Turkey has been criticized after terrorist investigations of abortions
Health professionals in Turkey hit out after security services demanded lists of all women who had abortions in Istanbul between January 2017 and May 2019 as part of a "terrorist investigation."
Istanbul Security Directorate demanded confidential information by September 13 in a letter sent to every public and private hospital throughout the city.
The letter pressured health professionals to hand over the names of women between the ages of 30 and 40 with poly-cystic ovary syndrome, as well as those who were terminated.
The Turkish police claimed that the information was necessary as part of ongoing investigations into the membership of armed terrorist organizations, bribery and "insulting the president and state sheikhs".
People’s Democratic Party (HDP) MP for Ankara Star Filiz Kerestecioglu said the move was an attempt to blacklist women.
"What does this have to do with terrorism?

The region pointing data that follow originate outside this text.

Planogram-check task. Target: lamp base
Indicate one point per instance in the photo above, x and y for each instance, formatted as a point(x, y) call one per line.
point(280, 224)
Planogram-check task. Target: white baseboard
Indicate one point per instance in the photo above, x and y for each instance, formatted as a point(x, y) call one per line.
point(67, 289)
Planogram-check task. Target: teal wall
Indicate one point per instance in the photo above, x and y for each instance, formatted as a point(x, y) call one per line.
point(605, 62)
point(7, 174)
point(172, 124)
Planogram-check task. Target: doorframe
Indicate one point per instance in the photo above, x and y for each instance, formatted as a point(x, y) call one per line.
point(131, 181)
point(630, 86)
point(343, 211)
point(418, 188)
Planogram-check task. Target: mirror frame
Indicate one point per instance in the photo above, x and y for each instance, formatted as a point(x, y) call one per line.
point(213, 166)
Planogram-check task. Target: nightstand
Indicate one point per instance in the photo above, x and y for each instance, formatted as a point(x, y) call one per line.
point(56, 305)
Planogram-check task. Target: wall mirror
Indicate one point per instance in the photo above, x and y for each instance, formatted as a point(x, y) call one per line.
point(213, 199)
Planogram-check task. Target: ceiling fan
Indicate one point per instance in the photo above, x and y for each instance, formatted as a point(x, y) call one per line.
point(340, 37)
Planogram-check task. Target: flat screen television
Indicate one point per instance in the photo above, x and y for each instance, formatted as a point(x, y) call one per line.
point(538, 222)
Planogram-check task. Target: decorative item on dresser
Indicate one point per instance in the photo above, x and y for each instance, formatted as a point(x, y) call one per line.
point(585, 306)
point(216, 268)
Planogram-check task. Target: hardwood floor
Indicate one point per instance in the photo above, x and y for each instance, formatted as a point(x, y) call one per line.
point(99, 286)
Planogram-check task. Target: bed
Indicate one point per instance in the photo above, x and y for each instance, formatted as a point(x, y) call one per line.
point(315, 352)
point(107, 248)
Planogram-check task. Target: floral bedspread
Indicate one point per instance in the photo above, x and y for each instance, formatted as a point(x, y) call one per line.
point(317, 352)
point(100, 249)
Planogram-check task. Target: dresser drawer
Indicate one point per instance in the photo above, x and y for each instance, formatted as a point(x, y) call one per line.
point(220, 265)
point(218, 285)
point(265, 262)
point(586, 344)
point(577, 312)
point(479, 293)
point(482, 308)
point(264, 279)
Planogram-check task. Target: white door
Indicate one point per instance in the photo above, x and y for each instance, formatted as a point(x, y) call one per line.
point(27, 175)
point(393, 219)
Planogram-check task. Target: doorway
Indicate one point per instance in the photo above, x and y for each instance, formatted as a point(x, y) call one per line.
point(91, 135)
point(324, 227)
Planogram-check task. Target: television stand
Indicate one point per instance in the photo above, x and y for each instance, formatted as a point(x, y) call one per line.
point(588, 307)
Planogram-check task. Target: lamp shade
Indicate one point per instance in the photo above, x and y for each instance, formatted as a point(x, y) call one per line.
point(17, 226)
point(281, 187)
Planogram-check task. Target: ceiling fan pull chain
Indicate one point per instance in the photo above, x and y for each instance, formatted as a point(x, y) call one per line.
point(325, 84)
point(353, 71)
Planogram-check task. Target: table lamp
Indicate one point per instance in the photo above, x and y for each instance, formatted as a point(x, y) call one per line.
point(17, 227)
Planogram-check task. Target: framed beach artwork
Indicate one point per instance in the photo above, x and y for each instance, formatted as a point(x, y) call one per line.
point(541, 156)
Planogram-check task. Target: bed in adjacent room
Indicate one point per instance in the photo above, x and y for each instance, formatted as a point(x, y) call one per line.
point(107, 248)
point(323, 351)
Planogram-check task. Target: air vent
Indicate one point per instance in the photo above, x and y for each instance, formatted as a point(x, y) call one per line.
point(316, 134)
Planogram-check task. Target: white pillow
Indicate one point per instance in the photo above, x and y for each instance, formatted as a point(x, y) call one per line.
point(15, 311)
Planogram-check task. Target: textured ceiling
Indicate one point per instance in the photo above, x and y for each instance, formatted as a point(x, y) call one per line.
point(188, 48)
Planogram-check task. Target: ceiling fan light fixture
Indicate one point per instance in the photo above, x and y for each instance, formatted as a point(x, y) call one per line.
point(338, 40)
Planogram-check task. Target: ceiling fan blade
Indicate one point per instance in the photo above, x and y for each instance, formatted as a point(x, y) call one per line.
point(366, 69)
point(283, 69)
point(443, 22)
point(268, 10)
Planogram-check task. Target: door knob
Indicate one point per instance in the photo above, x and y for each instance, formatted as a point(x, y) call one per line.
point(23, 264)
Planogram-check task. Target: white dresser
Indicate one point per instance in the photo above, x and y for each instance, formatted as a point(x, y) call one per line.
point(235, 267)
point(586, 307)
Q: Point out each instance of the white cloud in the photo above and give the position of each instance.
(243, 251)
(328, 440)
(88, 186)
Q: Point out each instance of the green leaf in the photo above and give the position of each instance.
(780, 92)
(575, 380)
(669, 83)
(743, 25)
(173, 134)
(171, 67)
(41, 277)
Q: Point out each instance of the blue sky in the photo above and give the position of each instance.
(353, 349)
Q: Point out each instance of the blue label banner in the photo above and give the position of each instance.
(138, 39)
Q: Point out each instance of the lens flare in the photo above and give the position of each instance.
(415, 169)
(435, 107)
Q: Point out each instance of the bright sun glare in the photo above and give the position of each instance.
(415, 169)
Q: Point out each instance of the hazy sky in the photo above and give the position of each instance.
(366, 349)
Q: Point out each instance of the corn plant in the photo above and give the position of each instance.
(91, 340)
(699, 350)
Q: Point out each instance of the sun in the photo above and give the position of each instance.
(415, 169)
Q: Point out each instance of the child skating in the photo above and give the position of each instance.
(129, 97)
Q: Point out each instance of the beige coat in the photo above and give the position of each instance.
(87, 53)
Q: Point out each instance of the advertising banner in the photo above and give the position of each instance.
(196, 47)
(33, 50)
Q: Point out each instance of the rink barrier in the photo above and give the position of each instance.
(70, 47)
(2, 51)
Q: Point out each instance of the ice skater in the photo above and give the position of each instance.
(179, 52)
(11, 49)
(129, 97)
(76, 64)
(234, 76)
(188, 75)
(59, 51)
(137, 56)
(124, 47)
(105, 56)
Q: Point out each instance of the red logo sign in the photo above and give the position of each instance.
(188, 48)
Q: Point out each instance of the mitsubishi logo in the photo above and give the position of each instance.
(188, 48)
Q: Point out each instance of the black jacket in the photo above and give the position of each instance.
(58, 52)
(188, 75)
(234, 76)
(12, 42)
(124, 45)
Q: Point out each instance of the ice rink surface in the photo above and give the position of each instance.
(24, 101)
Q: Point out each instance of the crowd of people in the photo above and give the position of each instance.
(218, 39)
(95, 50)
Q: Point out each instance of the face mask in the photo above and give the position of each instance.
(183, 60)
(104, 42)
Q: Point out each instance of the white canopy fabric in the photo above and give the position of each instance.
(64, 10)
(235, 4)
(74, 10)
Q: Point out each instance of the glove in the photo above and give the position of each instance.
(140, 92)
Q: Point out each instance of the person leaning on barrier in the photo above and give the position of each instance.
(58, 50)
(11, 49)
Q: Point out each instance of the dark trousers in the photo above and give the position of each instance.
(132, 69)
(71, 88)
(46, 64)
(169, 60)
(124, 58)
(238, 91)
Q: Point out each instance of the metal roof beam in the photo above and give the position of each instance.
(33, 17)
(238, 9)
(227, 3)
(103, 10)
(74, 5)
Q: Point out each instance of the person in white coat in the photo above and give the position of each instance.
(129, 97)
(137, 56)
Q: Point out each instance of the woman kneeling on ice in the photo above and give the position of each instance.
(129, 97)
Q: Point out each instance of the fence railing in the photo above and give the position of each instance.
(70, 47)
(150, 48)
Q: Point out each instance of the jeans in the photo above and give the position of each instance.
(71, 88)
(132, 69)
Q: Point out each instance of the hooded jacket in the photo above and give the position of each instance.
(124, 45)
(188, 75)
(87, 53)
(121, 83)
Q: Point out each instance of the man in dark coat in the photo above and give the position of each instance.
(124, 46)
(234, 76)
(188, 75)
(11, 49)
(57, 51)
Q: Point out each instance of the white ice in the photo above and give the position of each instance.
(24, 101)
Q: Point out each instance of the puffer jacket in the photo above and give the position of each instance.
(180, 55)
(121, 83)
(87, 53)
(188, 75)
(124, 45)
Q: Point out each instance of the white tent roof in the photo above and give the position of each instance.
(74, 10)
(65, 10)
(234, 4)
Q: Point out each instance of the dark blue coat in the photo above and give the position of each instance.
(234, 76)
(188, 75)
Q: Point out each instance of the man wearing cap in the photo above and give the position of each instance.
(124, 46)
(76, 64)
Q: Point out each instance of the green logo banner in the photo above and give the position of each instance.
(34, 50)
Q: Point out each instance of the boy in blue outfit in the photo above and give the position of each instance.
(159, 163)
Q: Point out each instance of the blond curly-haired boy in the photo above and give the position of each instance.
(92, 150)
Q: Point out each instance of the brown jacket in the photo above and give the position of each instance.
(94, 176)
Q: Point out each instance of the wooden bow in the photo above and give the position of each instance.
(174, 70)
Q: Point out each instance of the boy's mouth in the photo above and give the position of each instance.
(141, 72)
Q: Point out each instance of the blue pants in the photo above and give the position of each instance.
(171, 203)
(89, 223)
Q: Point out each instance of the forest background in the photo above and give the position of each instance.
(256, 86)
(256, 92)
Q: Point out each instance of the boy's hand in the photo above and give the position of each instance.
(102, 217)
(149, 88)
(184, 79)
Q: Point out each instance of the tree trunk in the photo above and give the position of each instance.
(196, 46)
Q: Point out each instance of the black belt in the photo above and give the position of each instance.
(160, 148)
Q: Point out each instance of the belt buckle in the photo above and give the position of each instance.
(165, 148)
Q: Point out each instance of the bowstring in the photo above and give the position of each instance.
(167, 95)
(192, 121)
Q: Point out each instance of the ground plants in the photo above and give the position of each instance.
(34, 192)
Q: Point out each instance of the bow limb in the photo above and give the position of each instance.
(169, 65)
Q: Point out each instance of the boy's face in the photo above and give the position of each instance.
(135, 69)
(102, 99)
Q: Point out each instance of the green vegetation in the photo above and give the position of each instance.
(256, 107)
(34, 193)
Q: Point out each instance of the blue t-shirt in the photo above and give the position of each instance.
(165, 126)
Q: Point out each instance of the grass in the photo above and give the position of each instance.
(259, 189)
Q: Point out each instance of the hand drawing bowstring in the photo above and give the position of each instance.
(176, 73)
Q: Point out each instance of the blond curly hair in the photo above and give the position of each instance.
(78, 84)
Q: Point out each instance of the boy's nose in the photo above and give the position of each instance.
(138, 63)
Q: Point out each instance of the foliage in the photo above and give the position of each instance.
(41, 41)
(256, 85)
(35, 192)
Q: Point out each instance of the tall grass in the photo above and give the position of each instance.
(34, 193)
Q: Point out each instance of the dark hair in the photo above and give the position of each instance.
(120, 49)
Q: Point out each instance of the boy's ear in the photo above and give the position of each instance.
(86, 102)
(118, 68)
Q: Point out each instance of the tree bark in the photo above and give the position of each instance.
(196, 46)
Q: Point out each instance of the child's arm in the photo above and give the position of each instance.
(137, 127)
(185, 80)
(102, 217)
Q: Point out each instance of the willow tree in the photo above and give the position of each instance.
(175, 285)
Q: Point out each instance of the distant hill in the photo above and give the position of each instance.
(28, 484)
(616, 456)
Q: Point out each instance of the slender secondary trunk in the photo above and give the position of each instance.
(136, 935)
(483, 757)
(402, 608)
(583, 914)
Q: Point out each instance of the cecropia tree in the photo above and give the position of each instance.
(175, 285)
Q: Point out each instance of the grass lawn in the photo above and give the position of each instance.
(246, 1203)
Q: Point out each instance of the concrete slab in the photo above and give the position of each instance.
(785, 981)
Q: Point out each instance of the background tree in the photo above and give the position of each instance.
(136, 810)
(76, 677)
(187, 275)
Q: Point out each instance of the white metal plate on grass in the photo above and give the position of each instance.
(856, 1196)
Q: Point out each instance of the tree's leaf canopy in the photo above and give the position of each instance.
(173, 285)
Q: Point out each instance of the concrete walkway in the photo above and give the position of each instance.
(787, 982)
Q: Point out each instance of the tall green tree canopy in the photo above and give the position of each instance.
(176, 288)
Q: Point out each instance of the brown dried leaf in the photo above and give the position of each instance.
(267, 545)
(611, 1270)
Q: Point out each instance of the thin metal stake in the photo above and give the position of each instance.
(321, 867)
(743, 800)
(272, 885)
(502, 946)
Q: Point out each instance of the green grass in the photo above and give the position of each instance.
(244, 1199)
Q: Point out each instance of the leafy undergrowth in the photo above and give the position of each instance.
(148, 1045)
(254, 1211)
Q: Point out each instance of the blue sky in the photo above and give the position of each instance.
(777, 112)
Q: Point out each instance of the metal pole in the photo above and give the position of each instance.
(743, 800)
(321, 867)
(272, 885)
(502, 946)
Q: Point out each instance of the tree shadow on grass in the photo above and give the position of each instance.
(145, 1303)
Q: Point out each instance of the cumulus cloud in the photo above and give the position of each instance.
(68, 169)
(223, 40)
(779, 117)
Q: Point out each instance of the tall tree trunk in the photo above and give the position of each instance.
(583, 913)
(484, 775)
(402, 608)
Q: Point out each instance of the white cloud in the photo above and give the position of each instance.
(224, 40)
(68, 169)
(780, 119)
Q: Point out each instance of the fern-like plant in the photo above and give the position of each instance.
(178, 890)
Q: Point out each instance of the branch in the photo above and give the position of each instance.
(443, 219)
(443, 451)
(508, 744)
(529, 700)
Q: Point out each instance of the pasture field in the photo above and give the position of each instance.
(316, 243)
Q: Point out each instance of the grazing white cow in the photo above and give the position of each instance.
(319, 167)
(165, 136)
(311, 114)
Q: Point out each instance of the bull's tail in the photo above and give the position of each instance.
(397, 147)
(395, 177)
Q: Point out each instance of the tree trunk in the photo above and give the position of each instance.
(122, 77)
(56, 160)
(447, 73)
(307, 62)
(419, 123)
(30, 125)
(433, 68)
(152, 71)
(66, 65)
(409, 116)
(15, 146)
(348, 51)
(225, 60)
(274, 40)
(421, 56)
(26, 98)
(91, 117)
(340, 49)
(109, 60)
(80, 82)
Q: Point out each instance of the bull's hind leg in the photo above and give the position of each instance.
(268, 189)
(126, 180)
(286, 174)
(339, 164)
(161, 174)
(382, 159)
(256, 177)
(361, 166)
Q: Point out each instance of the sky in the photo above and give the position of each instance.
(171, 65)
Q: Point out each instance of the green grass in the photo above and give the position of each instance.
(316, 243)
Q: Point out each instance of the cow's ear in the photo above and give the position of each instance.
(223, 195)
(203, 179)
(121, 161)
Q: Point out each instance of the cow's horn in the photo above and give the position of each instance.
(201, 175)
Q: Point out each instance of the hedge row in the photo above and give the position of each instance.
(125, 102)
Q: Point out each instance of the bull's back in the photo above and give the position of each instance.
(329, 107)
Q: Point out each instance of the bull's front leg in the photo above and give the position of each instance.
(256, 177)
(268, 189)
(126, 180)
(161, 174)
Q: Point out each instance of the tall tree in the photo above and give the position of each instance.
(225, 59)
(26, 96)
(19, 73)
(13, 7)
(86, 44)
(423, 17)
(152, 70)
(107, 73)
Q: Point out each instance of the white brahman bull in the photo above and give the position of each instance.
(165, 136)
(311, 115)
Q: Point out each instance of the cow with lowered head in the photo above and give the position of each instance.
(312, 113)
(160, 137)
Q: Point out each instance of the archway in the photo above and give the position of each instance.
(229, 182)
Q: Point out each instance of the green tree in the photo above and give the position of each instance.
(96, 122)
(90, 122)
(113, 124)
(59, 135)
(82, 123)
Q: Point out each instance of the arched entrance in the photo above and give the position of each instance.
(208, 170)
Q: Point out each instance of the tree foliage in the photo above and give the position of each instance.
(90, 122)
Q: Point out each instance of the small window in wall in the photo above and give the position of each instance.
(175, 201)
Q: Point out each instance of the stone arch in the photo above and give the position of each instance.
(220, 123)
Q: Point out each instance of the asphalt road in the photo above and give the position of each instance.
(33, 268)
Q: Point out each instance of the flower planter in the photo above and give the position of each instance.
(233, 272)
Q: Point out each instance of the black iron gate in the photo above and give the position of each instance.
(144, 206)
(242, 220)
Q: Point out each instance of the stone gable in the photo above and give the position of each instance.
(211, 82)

How will PCOS or abortion be linked to insulting a president or membership of a Feto, the organisation of exiled cleric Fethullah Gulen?” she asked.
Under Turkish law, information relating to health and sexuality falls within the scope of "personal quality data".
This information is confidential and can only be provided under certain circumstances.
Personal data relate to political, philosophical, religious or ethnic views.
Illegal recording of this information can result in imprisonment or one to three years.
However, if the punishment is linked to illegal moral tendencies, sexuality, health conditions or trade union ties, the penalty provided for in the first paragraph should be increased by half.
While abortion is legal in Turkey until the first 10 weeks of pregnancy, women face difficulties due in part to the country's strict moral and religious laws.
In 2012, thousands of women took to the streets to protest then-Prime Minister Recep Tayyip Erdogan's plans to introduce a restrictive law against abortion.
They chanted slogans, including "My Body, My Choice" after two silly speeches that abortion claimed to hinder Turkey's economic growth and described the measure as "murder."
Mr Erdogan insists that women should only exist in the domestic sphere, devoted to traditional roles such as cooking and other household chores.
The religious and social conservative believes that women with no children are failures and that families should have at least five children.
While abortion laws remain in force, if a woman is married, she must terminate the pregnancy.
Istanbul Medical Chamber has warned that the move would harm the relationship between patients and doctors.